El departamento de Ariège cuenta con numerosos campings que permiten disfrutar plenamente de este entorno natural. En Tarascon-sur-Ariège, el Camping Le Pré Lombard goza de una ubicación ideal para descubrir los valles y los lugares de interés turístico de la zona.
En La Bastide-de-Sérou, el Camping l'Arize ofrece, por su parte, un entorno verde en el corazón del parque natural regional de los Pirineos de Ariège, ideal para los amantes de la naturaleza y el senderismo.
8. El Périgord Noir: patrimonio, naturaleza y baño
El Périgord Noir es una apuesta segura para unas vacaciones en camping. En los alrededores de Sarlat, Domme o Beynac-et-Cazenac, se puede disfrutar a la vez de los pueblos medievales, los castillos y el río Dordoña. Un descenso por el río en canoa, una visita a Castelnaud o un paseo por los jardines de Marqueyssac permiten variar fácilmente las actividades diarias.
El Périgord Noir cuenta con numerosos campings, bien repartidos alrededor de los principales lugares de interés turístico. En Sainte-Nathalène, el Camping La Palombière se encuentra a pocos kilómetros de Sarlat, lo que lo convierte en un buen punto de partida para descubrir los pueblos y castillos de la región mientras se disfruta de las instalaciones del camping.
Más al este, el Moulin de la Pique, en Pays de Belvès, ofrece un entorno más natural. Una ubicación interesante para disfrutar de la tranquilidad y, al mismo tiempo, salir fácilmente a descubrir el Périgord Noir.
9. La Drôme: optar por el campo en lugar de la costa
En la Drôme solo hay que elegir bien la zona. Los alrededores de la Drôme provenzal, del Diois o del Vercors permiten disfrutar de paisajes magníficos alejándose de las zonas más concurridas.
En el programa: bañarse en los ríos, visitar los mercados provenzales, hacer senderismo y descubrir pueblos encaramados.
La oferta de campings es especialmente amplia en el departamento, con establecimientos clásicos, pero también campings en granjas y zonas naturales. En Saillans, el Camping Les Chapelains disfruta de un entorno verde a orillas del río Drôme, ideal para combinar el baño, las actividades al aire libre y el descubrimiento del valle.
En Comps, el Camping La Source du Jabron ofrece un ambiente más natural, con el río Jabron en las inmediaciones y numerosas posibilidades de paseos por los paisajes de la Drôme provenzal.
10. Bretaña: acampada entre el mar y la naturaleza
Bretaña es un destino ideal para quienes desean combinar el camping, los grandes espacios y los paisajes marítimos.
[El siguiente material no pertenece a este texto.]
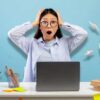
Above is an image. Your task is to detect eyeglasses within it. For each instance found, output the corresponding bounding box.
[40,21,58,27]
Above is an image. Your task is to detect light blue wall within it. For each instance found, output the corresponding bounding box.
[0,0,100,81]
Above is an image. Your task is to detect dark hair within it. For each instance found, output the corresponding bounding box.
[34,8,62,39]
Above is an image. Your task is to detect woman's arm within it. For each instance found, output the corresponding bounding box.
[61,23,88,53]
[8,22,33,54]
[57,12,88,53]
[8,9,43,54]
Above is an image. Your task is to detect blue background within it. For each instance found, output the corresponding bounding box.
[0,0,100,81]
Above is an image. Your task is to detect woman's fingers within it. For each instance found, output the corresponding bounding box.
[57,11,63,25]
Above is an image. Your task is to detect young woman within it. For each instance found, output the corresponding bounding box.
[8,8,87,82]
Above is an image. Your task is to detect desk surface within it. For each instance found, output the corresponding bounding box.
[0,82,100,97]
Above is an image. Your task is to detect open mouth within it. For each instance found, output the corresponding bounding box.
[47,31,52,34]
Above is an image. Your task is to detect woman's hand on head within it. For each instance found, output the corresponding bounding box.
[32,9,44,27]
[57,11,63,25]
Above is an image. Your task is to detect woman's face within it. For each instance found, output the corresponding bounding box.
[40,13,58,41]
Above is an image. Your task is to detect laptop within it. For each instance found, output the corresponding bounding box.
[36,62,80,91]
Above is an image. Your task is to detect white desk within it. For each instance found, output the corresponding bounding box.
[0,82,100,100]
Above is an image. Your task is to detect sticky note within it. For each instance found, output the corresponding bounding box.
[3,89,14,92]
[93,94,100,100]
[13,87,26,92]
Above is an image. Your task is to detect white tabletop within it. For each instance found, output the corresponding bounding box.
[0,82,100,97]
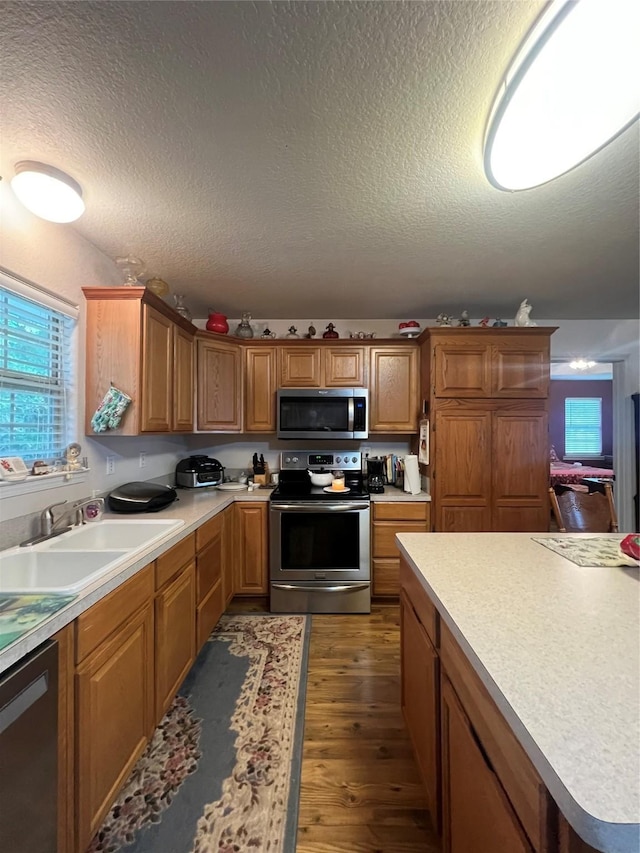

Entre la Costa de Granito Rosa, la península de Quiberon o el golfo de Morbihan, no faltan posibilidades para dar paseos y descubrir nuevos lugares.
En el programa: rutas de senderismo por los senderos costeros, pequeñas calas, pueblos con encanto y mercados locales. E incluso en pleno verano, a menudo basta con alejarse de los centros turísticos más conocidos para encontrar un ambiente mucho más tranquilo.
Bretaña cuenta con numerosos campings, a menudo situados cerca de la costa. En Ploumanac’h, el Camping Le Ranolien permite, entre otras cosas, disfrutar de la Costa de Granito Rosa y de sus senderos costeros. En Morbihan, el Camping de la Tour constituye otra opción interesante para descubrir el golfo de Morbihan y sus alrededores.
¿Cómo disfrutar de verdad de un camping tranquilo?
Elegir un destino menos concurrido es un buen primer paso, pero la ubicación del camping puede marcar la diferencia. Un establecimiento situado a unos kilómetros de un lugar turístico muy popular suele ser mucho más tranquilo que un camping ubicado justo al lado de la atracción principal.
Otra solución: jugar con las fechas. Si tus vacaciones lo permiten, viajar a finales de agosto o en septiembre suele permitir disfrutar de temperaturas aún agradables, al tiempo que se evita parte de la multitud y el ajetreo del pleno verano.
Por último, no te fíes únicamente del número de estrellas o del tamaño del parque acuático. Para algunos, las mejores vacaciones son simplemente aquellas en las que se puede desayunar tranquilamente, con un río, un lago o las montañas como único paisaje.